As Charlie dragged her to his car, Katelyn fought his hold, digging her heels into the soft dirt to leave a furrow of evidence. She kicked out at the planter that stood at the end of the path, but missed. The driveway was paved. She was running out of opportunities to leave signals for John. Katelyn kicked off a shoe as Charlie opened the trunk of his car and shoved her in. Panic flooded her, and she didn’t start breathing again until the trunk door slammed and she realized she was already shut in its coffin-like interior. There could be no more signaling John. If he was going to figure out she was in trouble, he’d have to do it with the clues she’d left. She just had to hope he’d come to Charlie’s place and then find some way to track her once he figured out Charlie had taken her.

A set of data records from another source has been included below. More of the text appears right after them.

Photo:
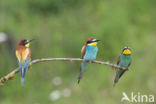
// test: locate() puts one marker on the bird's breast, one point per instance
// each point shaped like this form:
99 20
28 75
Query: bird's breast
125 60
91 52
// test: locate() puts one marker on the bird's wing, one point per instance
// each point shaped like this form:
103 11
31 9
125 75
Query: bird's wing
18 54
130 63
83 50
118 60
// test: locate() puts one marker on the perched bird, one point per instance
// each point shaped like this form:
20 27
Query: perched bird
88 53
23 55
124 60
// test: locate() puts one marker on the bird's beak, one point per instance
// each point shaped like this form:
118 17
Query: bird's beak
30 40
97 40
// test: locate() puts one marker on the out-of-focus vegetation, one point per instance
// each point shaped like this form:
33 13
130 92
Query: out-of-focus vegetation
60 28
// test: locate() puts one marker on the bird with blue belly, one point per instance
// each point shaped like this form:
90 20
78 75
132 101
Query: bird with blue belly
23 55
88 53
124 60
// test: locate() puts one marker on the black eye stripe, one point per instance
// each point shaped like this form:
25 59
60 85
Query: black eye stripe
92 41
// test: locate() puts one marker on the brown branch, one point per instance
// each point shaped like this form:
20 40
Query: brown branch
11 75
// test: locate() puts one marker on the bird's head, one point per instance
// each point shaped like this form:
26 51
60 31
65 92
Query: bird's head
126 51
25 42
91 42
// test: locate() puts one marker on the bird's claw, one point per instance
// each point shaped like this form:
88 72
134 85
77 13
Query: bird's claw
126 69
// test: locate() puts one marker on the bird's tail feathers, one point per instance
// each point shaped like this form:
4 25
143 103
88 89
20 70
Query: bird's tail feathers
80 76
22 81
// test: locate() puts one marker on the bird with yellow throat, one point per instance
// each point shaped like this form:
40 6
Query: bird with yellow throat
23 55
124 60
88 53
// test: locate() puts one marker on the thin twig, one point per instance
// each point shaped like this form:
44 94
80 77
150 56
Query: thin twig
11 75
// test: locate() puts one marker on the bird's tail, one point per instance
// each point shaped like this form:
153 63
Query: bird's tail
83 65
22 81
116 79
22 76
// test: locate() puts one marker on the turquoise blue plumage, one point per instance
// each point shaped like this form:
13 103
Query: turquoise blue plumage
89 53
124 60
24 57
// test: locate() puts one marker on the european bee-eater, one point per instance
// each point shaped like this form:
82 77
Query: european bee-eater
23 55
124 60
88 53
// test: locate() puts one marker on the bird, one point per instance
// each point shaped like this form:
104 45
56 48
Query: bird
124 60
88 53
23 55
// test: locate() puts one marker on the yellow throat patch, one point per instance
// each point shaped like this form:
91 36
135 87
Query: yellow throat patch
93 44
27 45
127 52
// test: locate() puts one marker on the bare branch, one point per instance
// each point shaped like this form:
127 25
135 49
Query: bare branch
11 75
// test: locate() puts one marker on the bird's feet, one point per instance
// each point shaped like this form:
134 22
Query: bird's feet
29 66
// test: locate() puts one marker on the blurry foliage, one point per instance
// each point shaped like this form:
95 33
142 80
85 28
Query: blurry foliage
60 28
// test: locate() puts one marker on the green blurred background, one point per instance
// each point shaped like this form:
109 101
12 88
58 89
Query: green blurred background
60 28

It seemed hopeless. How could John track where Charlie took her? Katelyn choked on a sob, but focused on her breathing and tried to calm herself. The darkness of the trunk was overwhelming. It filled her with dread as she realized Charlie could take her anywhere he wanted to and she’d be defenseless when he opened the trunk. Katelyn reached around her, trying to find something, anything, to use as a weapon, but the trunk was empty. Of course it was. He’d planned this.

Her mind raced back to a TV show she’d seen once. One of those Worst Case Scenario episodes or something. It showed what to do if you’re locked in a trunk.
Yes!
There should be a safety release latch in all new cars. Katelyn felt for the latch on the side of the trunk. Nothing.

She shifted and twisted, wincing as the car hit a bump, tossing her up into the ceiling of the cramped space. She kept moving though. She doubted she had much time. Katelyn’s hands found the flap that should have covered the safety release, but there was no release. Could he have removed it before putting her in here?

Not a problem, she tried to tell herself, attempting to force her stomach to stop the roiling flips it was doing and steady her hands as she thought back to the TV show she’d only barely watched.

Not a problem? What am I, nuts?

The girl trapped in the trunk as part of the reality show had next done some trick where she pulled the wires of the tail light out and made it blink to let people know she was in there, or to try to get a passing police officer to pull the car over. Katelyn couldn’t for the life of her remember how the girl had done it, but she’d be damned if she wasn’t going to try to signal someone. The car slowed and then turned, the turn and the bumps in the road combining to toss Katelyn sideways to one end of the trunk. They had to be on a dirt road.

She scrambled back to the center, trying to balance herself before focusing on getting into the guts of the tail lights. She didn’t make it very far. The car pulled to a stop, and Katelyn braced herself for her face-off with Charlie. She might have nothing to fight with other than her fists or nails or feet, but she’d fight.